Even now, a month later, she refuses to go anywhere with him. We tolerate her bitterness, because we still have her and can keep enjoying her idiosyncrasies, like the way she howls whenever she hears an ambulance siren. Other sirens and horns spark her attention and make her ears prick up, but nothing sets her off like an ambulance. She can't help herself, once she hears that siren wail, she howls right along with it, looking slightly embarrassed the whole time.

Another dog we thought we might lose recently is Bex's mum, Jess. She's 14, and when we noticed a lump growing on her stomach we thought hmmm, this could be the end of the line for the old girl.

Bruce carted her off to the vet for an operation and said goodbye, thinking this might be the last time he saw her. She stayed overnight at the vet's and when he called in the next day, not sure if he was picking up a live dog or a body for disposal, the nurses greeted him cheerily.
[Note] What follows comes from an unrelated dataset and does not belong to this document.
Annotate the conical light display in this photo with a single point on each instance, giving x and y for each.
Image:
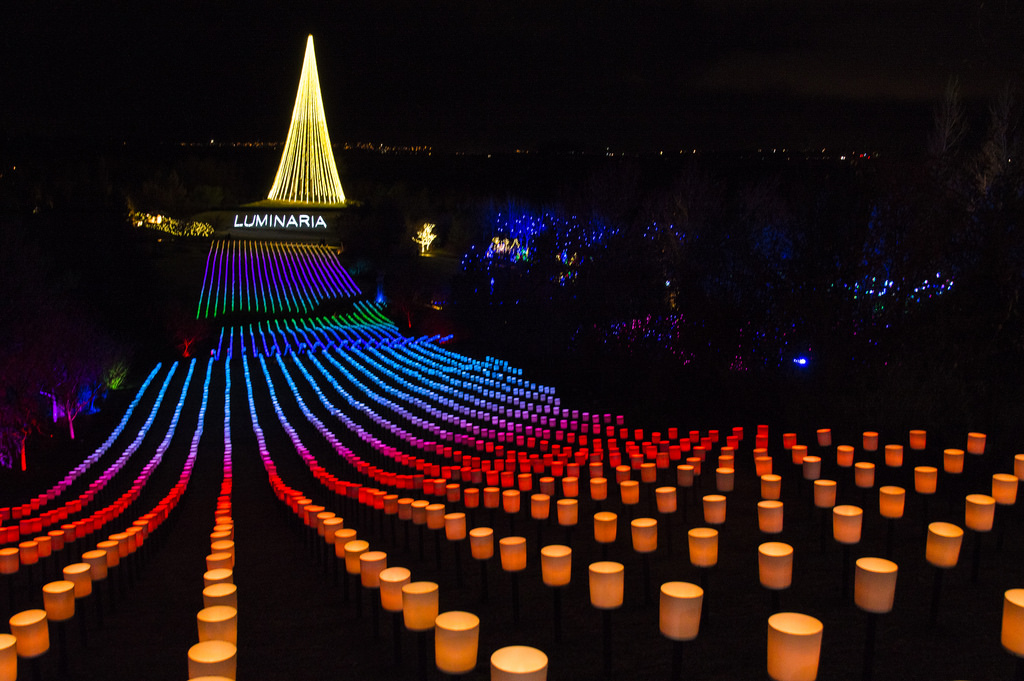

It turned out that it was a benign growth and despite a little stiffness (and deafness) she was in fine condition for a dog of her age and will carry on wandering about the place thinking she's being useful for some time yet.

Our younger son is fascinated with the huge growth which came home in a jar. He keeps it in the garage fridge and brings it out to wave in visitor's faces. He's yet to find anyone equally intrigued. Just a warning to anyone thinking of calling in.